Upper basin states vs. lower basin states. Pricing mechanisms that don't let the market work. Surface water vs. ground water. Seniority of water rights and definitions of beneficial use. AZ is in the worst shape for Colorado River water, but has been the most proactive in its programs, so it acts like it can grow forever. Environmental activists vs cities (what rights do fish and kayakers have????).
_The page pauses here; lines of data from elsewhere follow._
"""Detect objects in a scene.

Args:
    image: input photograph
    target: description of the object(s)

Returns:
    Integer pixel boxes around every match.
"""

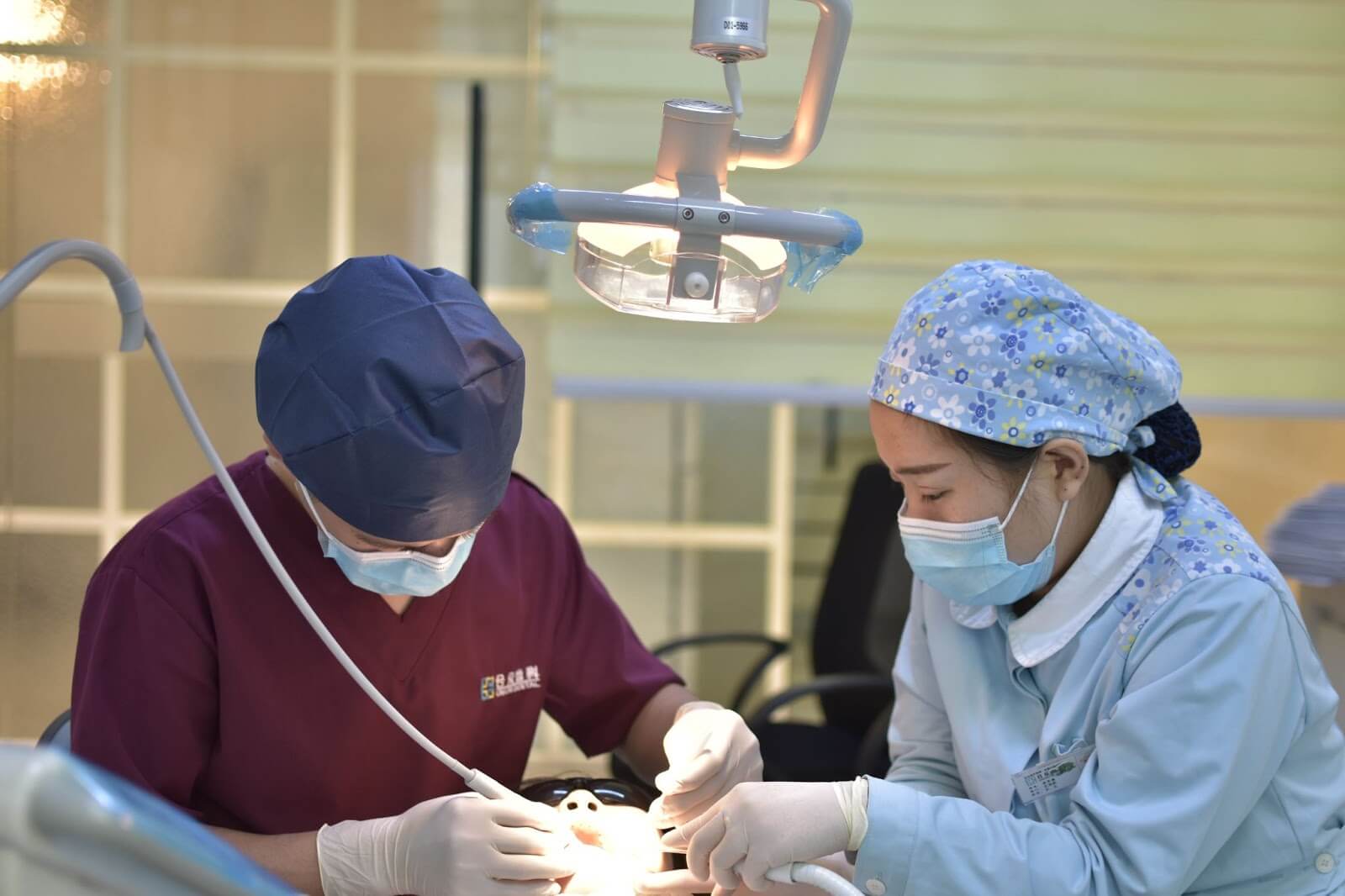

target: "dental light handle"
[765,862,863,896]
[550,190,852,246]
[729,0,854,170]
[0,240,523,799]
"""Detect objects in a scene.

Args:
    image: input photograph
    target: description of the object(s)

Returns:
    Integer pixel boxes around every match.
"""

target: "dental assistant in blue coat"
[647,261,1345,896]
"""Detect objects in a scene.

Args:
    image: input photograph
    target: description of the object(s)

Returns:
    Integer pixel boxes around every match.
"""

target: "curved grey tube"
[0,240,145,351]
[0,240,522,799]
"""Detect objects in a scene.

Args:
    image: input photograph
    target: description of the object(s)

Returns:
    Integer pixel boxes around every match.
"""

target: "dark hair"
[944,403,1200,482]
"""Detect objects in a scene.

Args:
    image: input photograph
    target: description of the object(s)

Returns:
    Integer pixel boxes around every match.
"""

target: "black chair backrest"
[812,461,910,737]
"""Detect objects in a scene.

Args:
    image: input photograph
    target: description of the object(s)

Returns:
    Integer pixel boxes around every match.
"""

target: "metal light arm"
[729,0,854,171]
[0,240,522,799]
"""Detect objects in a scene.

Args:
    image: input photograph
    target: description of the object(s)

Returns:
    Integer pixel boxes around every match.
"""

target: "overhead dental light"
[509,0,863,323]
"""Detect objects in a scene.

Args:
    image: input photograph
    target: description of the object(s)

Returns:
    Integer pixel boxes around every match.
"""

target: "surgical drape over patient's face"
[257,256,523,542]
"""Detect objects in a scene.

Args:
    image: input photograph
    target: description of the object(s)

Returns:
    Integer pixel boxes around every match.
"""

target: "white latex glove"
[641,782,854,893]
[650,703,762,826]
[318,793,574,896]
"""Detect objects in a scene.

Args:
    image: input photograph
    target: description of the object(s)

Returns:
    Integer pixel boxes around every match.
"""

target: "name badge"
[1013,744,1094,804]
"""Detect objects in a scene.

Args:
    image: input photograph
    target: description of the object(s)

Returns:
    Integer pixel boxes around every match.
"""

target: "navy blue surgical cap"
[257,256,523,540]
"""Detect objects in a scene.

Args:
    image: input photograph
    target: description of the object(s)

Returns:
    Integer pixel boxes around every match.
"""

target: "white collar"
[950,477,1163,667]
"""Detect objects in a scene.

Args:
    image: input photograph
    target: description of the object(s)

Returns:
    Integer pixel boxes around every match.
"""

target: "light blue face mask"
[897,460,1069,607]
[298,483,476,598]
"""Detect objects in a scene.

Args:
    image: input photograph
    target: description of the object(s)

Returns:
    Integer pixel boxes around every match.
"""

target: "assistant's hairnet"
[257,256,525,540]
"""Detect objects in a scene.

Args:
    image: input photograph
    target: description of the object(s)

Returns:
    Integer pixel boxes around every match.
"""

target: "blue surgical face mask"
[897,460,1069,607]
[298,483,476,598]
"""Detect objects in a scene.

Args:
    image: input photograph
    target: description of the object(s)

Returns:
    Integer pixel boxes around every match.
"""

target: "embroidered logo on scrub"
[1013,744,1094,804]
[482,666,542,703]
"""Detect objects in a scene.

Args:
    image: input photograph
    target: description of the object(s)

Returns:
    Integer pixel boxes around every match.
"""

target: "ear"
[1038,439,1091,502]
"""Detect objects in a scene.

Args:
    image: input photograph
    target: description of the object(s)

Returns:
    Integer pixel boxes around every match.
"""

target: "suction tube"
[765,862,863,896]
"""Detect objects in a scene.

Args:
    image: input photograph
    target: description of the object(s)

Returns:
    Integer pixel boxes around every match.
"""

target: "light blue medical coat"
[854,477,1345,896]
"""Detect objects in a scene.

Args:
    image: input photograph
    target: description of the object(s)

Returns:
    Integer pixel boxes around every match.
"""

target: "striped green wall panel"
[550,0,1345,399]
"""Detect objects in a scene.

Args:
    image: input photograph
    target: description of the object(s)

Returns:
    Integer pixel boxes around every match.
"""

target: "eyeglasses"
[520,777,654,809]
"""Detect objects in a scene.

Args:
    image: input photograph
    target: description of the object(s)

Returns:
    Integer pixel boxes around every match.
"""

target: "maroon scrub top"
[71,452,679,834]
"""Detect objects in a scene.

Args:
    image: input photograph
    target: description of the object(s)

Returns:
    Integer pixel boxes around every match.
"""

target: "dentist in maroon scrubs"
[72,256,762,896]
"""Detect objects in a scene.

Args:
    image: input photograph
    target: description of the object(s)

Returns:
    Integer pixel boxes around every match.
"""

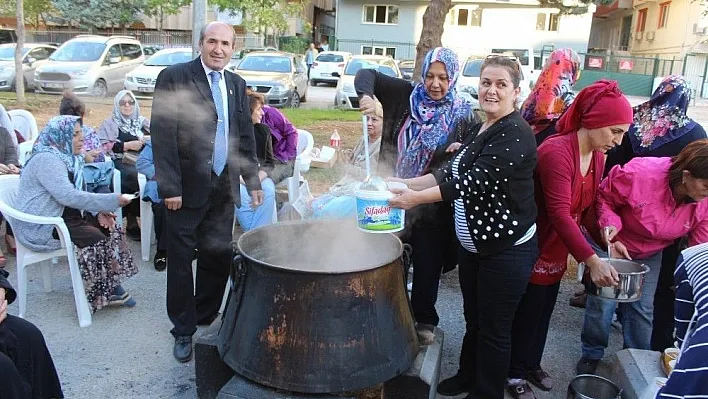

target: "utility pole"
[192,0,207,58]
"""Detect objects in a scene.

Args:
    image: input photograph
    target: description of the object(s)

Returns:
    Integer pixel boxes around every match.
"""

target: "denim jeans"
[580,240,661,360]
[456,236,538,399]
[236,178,277,231]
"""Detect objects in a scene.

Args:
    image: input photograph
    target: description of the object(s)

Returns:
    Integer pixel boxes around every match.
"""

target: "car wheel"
[91,79,108,97]
[290,90,300,108]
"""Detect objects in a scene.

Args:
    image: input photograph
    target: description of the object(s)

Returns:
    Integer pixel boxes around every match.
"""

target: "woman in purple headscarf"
[354,47,477,342]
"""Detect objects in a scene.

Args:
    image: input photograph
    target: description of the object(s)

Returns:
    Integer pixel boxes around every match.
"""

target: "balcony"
[593,0,632,18]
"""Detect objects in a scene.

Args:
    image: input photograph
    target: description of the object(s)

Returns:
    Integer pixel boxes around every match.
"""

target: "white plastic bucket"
[356,182,406,233]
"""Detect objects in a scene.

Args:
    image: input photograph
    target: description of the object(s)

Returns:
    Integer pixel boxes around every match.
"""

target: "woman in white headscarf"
[98,90,150,241]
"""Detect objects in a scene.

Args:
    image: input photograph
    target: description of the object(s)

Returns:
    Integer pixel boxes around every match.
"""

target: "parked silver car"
[34,35,145,97]
[0,43,57,91]
[234,51,308,108]
[123,48,192,96]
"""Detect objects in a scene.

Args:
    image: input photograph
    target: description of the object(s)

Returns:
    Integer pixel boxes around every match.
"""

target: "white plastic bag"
[639,377,666,399]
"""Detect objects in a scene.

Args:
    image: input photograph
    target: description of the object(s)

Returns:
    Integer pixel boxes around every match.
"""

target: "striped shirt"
[451,147,536,253]
[657,243,708,399]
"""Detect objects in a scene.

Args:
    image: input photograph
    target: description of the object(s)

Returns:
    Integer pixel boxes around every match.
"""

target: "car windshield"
[238,55,292,73]
[0,46,30,61]
[315,54,344,62]
[344,59,396,76]
[492,48,529,65]
[462,60,484,78]
[145,51,192,66]
[49,41,106,61]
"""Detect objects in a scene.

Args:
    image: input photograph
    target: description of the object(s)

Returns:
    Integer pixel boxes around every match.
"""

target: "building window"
[659,1,671,28]
[536,13,546,30]
[548,14,560,32]
[361,46,396,58]
[636,8,649,32]
[536,13,560,32]
[450,7,482,26]
[363,5,398,25]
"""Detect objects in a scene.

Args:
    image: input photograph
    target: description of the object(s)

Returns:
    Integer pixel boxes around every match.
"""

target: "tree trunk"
[15,0,25,107]
[413,0,452,81]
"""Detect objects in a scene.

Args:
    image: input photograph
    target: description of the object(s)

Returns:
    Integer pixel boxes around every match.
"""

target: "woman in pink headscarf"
[521,48,580,145]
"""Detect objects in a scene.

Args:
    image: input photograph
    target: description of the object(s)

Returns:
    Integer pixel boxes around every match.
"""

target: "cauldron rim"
[236,220,403,275]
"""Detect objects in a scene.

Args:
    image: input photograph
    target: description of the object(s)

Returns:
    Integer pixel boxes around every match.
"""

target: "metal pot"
[567,374,622,399]
[580,258,649,302]
[219,221,419,393]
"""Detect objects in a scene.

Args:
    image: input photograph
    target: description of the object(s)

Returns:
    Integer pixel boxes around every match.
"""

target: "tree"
[0,0,54,29]
[143,0,192,30]
[53,0,146,30]
[15,0,25,107]
[413,0,452,79]
[211,0,305,37]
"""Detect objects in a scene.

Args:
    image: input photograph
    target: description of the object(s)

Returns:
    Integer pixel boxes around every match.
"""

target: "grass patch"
[281,108,361,126]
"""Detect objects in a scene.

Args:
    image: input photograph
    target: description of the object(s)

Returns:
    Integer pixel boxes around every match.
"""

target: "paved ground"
[7,86,708,399]
[2,234,621,399]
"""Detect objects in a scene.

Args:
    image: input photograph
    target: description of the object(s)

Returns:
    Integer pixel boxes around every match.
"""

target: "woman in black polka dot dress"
[390,56,538,399]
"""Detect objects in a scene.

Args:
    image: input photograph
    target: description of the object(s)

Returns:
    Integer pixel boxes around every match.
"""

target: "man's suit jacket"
[151,57,261,208]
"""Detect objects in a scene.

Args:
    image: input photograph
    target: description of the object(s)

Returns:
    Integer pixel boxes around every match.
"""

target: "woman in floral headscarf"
[354,47,477,341]
[521,48,580,145]
[13,115,138,311]
[605,75,706,351]
[98,90,150,241]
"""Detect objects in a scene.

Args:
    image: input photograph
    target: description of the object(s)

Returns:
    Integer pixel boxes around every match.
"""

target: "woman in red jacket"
[507,80,633,398]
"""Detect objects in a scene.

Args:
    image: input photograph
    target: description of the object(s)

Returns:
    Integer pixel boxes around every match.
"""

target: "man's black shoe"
[125,226,140,241]
[575,357,600,375]
[172,335,192,363]
[438,374,472,396]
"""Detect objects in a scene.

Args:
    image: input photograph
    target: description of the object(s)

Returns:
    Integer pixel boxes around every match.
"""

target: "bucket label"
[356,198,403,231]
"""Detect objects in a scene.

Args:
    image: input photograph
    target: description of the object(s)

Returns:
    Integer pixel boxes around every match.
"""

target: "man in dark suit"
[151,22,263,362]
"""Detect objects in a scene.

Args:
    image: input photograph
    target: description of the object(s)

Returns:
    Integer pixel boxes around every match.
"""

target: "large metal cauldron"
[213,221,418,393]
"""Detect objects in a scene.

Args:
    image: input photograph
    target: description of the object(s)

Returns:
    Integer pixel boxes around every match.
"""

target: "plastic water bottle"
[329,129,340,149]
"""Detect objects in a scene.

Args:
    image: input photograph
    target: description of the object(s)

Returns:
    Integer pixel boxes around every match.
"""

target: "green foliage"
[142,0,192,30]
[278,36,310,54]
[53,0,147,29]
[0,0,55,27]
[281,108,361,126]
[210,0,305,35]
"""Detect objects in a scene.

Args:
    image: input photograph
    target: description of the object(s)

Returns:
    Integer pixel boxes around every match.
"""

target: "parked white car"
[0,43,57,91]
[457,54,533,110]
[310,51,352,86]
[334,55,403,109]
[34,35,145,97]
[123,48,192,96]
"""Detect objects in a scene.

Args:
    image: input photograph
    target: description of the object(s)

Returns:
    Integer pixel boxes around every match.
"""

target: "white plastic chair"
[281,129,315,204]
[17,140,34,166]
[138,173,154,261]
[0,175,91,327]
[7,109,39,141]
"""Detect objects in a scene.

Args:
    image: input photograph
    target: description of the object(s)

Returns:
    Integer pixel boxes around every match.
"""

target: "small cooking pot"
[567,374,622,399]
[578,258,649,302]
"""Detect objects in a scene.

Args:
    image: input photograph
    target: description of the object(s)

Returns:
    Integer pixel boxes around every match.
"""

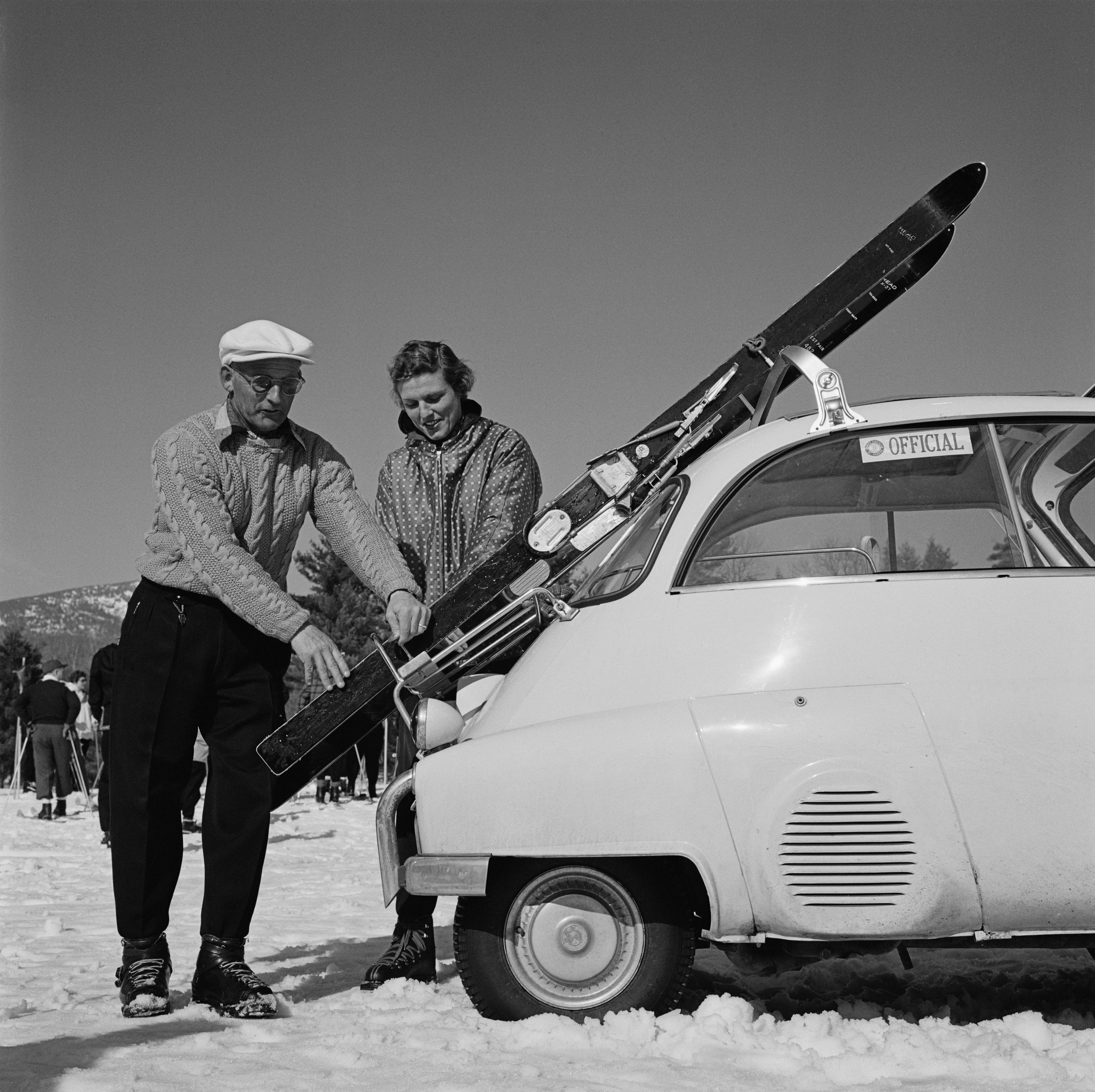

The complications are endless.
Now, D.R. Horton, which does about 27% of its homebuilding operations business in the U.S. Western States, and which owns 63% of Forestar Group, which as of March this year reports that it controls – owned and controlled – on the order of 97,o00 residential lots for sale both to Horton and to other builders, has a lock on one of the critical water rights sources in the Western U.S.
Under the terms of the Master Supply Agreement, we [Forestar] supply finished lots to D.R. Horton at market terms and both companies identify land development opportunities to expand our portfolio of assets. Of our total owned residential lots, approximately 21,000 are under contract to sell to D.R. Horton. Additionally, D.R. Horton has the right of first offer on approximately 18,200 of our owned residential lots based on executed purchase and sale agreements
The value of those water rights, those tens of thousands of acre-feet of water access no doubt, will flow first through to D.R. Horton community developments and homes, and then to other homebuilder developers for a price. It'll be a price other builders and developers had better be able and willing to pay, or else all that money they've invested in the ground itself may not have the value they thought it did.